The brief we usually get
"We want an AI agent that handles all our customer service." Some version of that opens 90% of CS engagement conversations. The buyer has read about deflection rates from a vendor and wants the same number on their dashboard.
The brief is wrong in three ways. The first is that "all" is a goal that wastes 80% of the build budget on the long tail. The second is that "agent" presumes a chatbot UI when triage and routing win bigger than chat. The third is that "customer service" is three different jobs (deflection, drafting, routing) that an agent will badly fuse if you let it.
What we deploy: three components
The shape we install on essentially every CS engagement, in this order:
1. Triage classifier (deploys in week 1)
The first thing we ship is not an agent. It's a Haiku-powered classifier that runs over every incoming ticket and assigns: category, urgency, customer-tier, and a "this is answerable from our help docs" flag. Output goes into the existing CS tool's custom fields.
That alone gets the human team a ~25–35% speedup. They can sort, filter, and prioritise the queue better. No customer ever sees the AI. No risk of the AI saying something wrong. Easy win, fast ROI, foundation for the next two components.
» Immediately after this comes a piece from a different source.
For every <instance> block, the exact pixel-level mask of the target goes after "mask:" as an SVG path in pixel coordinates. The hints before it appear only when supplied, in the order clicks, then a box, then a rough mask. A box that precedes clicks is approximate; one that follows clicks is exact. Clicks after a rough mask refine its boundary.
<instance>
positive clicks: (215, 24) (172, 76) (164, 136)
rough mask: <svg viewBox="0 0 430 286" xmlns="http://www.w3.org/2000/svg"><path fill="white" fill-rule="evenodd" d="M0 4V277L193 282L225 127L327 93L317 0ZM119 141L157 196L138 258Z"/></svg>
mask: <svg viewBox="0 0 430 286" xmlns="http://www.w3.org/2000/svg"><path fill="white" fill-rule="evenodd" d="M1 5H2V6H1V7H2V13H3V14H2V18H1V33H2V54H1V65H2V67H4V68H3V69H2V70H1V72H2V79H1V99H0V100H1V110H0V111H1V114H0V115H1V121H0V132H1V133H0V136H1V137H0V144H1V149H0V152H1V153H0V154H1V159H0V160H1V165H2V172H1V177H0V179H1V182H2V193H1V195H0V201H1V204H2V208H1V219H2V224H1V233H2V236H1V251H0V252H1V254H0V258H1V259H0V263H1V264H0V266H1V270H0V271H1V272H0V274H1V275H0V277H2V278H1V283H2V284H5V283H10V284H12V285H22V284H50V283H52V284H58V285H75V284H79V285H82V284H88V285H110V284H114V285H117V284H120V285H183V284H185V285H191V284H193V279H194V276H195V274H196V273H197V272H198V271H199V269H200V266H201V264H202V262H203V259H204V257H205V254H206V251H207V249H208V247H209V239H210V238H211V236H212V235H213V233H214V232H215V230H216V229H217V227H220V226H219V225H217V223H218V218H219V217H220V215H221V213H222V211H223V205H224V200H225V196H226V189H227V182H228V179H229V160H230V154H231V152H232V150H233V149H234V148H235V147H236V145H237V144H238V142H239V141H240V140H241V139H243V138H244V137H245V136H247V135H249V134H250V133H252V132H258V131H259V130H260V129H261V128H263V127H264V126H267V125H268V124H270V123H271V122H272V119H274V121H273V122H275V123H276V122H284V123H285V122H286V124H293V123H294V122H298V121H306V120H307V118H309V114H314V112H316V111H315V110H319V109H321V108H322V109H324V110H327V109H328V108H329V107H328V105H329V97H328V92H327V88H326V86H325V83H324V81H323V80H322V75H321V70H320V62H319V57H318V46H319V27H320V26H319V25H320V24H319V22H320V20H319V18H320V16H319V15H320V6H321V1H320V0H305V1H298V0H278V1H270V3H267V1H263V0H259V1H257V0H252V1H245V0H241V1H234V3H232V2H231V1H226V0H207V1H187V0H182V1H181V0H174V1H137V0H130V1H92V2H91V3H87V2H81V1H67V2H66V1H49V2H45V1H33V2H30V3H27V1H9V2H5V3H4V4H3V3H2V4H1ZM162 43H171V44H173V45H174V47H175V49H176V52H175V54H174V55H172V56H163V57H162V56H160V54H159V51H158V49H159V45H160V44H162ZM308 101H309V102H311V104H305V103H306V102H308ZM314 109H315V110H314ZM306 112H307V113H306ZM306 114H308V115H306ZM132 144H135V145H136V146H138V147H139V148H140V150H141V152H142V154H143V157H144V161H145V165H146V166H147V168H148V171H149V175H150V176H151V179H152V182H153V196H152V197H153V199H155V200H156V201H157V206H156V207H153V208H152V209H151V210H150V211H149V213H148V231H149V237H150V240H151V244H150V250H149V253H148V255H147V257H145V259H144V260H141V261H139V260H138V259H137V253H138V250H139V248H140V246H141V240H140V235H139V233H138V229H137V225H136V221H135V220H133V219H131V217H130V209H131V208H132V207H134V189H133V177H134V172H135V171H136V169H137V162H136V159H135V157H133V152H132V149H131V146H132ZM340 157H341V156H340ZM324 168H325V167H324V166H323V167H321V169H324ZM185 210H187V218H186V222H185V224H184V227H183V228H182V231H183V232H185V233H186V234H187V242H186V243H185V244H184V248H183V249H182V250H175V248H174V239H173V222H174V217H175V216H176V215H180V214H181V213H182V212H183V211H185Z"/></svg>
2. Drafting assistant (deploys in week 2-3)
For the tickets a human is going to answer, we drop a "suggested reply" into their workflow. The agent has read the ticket, found the relevant docs and recent similar tickets, and drafted a reply in the team's voice. The human reviews, edits, sends.
Lift here is real and consistent: ~30–50% reduction in average handle time per ticket. Crucially, the human is still in the loop, and they're using the AI as a writing partner, not a decision-maker. Quality stays high. Errors are caught before they reach the customer.
3. Auto-deflection (deploys in week 4-6)
Only after the first two are running do we add the auto-reply layer — and only for the narrow set of tickets where (a) the classifier is highly confident, (b) the docs cleanly answer the question, and (c) the resolution doesn't touch a refund, a payment, or a sensitive-account action.
This is the deflection number the buyer was originally asking about. With the right scope it lands at 40–65% of total ticket volume. The remaining 35–60% — including everything spicy or ambiguous — flows to humans, augmented by component 2.
The 20% nobody asks for
The single most valuable thing we deliver, that no one ever puts in the brief: a feedback loop from the human edits back into the AI's draft prompt. Every time a human edits the AI's suggested reply, we capture (a) the original draft, (b) the sent reply, and (c) the diff. Twice a week we feed that to a Sonnet-powered analyser that proposes prompt improvements.
This is what keeps the system getting better. Without it, the drafting assistant locks in at "decent" and slowly degrades as the product changes. With it, quality compounds. We've measured handle-time reductions accelerating in months 3–6 specifically because of this loop.
What we explicitly don't ship
- An "AI agent" that resolves tickets autonomously across the full surface area. Even with 2026 models, the long tail of CS contains too many bear traps. The 60-80% of volume that's safe to fully automate, automate. The rest, augment.
- A chat widget on the marketing site. Buyers love these. They underperform a well-designed FAQ + search bar by every metric we can measure, and they leak embarrassing screenshots more often than humans realise.
- Voice-bot phone support without a hard scope. Voice bots work for narrow paths (status checks, appointment booking). They badly hurt CSAT on anything else.
- Sentiment-driven escalation. Sounds good in a deck, fails in deployment because the model thinks every ticket with a frustrated word is "urgent." We use rule-based escalation tied to ticket-category and customer-tier instead.
- "Knowledge base auto-generation." The KB is the authoritative source. AI-generated KBs are a way to launder the model's hallucinations into a place humans then trust. Don't.
The numbers we see
Across the last six CS engagements we've shipped, blended outcomes after 90 days of running all three components:
- Tickets fully deflected (no human touch): 38–62% (median: 52%)
- Tickets human-answered with AI draft: 92% of the rest
- Average handle-time reduction on AI-drafted tickets: 41%
- CSAT change: -1 to +3 points (median: +1, statistically a wash)
- Cost per ticket decrease: 35–60%
The CSAT result is the one buyers always pre-worry about. Our take: with the architecture above, CSAT is roughly flat. With an "AI agent handles everything" architecture, CSAT drops by 5-10 points and stays there. The architecture is the difference. (For the anti-pattern in detail, see our When NOT to build with AI piece — engagement #1 is exactly this trap.)
What this stack costs
Build time: 4–6 weeks for a mid-market team (50–500K tickets/yr). Ongoing AI cost: ~$0.04–0.12 per ticket processed across all three components, depending on ticket length. For a team handling 30K tickets/mo, that's $1,200–$3,600/mo in model spend, against whatever fraction of FTE time you're freeing up.
The math has not been close on a single engagement we've shipped. Payback is months, not quarters. The reason for the post is: the shape we've described is not what most teams pitch themselves first. Picking the right scope is worth more than picking the right vendor.